The television networks that promoted Trump; the primary voters who elevated him; the politicians who eventually surrendered to him; the intellectuals who argued for him, and the donors who, however grudgingly, wrote checks to him—all of them knew, by the time they made their decisions, that Trump lied all the time, about everything. They knew that Trump was ignorant, and coarse, and boastful, and cruel. They knew he habitually sympathized with dictators and kleptocrats—and that his instinct when confronted with criticism of himself was to attack, vilify, and suppress. They knew his disrespect for women, the disabled, and ethnic and religious minorities. They knew that he wished to unravel NATO and other U.S.-led alliances, and that he speculated aloud about partial default on American financial obligations. None of that dissuaded or deterred them.
And the “them” is growing. When I wrote about the Trump candidacy last fall, that candidacy was still backed only by one-third of Republicans, most typically the party’s least-affluent, least-educated, and least-churched supporters. Back then, I offered four guesses about the party’s response to Trump: beat him, steal his issues, ignore him, or change the rules to circumvent him. I under-estimated him—or possibly over-estimated his party. Trump steadily added to his support, moving up-market and up in the polls. In the Oregon Republican primary of May 17, the first after his last rivals conceded defeat, Trump won 66.6 percent of all votes cast. Polls in late May show 85 percent of Republicans now supporting Trump.
Those of us who live and socialize among conservatives every day discover that another friend has—with greater or lesser reluctance—accepted the leadership of the bombastic businessman and reality-television star. To those of us who still cannot imagine Trump as either a nominee or a president, this movement toward him among our friends, relatives, and colleagues is in varying degrees baffling and sinister. Yet it is happening: an inescapable and accelerating fact.
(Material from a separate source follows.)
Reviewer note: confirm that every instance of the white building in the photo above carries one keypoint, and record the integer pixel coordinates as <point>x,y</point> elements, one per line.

Whatever the outcome in November, conservatives and Republicans will have brought a catastrophe upon themselves, in violation of their own stated principles and best judgment. It’s often said that a good con is based upon the victim’s weaknesses. Why were fconservatives and Republicans so vulnerable? Are these vulnerabilities not specific to one side of the political spectrum—are they more broadly present in American culture? Could it befall liberals and Democrats next time? Where were the guardrails?
Let’s survey the breakage, from earliest to latest, and from least to most alarming.
The first guardrail to go missing was the old set of expectations about how a candidate for president of the United States should speak and act. Here’s Adlai Stevenson accepting the Democratic nomination for president in 1952:
That I have not sought this nomination, that I could not seek it in good conscience, that I would not seek it in honest self-appraisal, is not to say that I value it the less.
There was a certain quantum of malarkey here—but it wasn’t all malarkey. From the founding of the republic, Americans have looked to qualities of personal restraint as one of the first checks on the power of office. "The aim of every political Constitution is or ought to be first to obtain for rulers, men who possess most wisdom to discern, and most virtue to pursue the common good of the society; and in the next place, to take the most effectual precautions for keeping them virtuous, whilst they continue to hold their public trust.” So argued James Madison in Federalist 57. In Federalist 68, Alexander Hamilton promised more specifically: “Talents for low intrigue, and the little arts of popularity, may alone suffice to elevate a man to the first honors in a single State; but it will require other talents, and a different kind of merit, to establish him in the esteem and confidence of the whole Union, or of so considerable a portion of it as would be necessary to make him a successful candidate for the distinguished office of President of the United States.”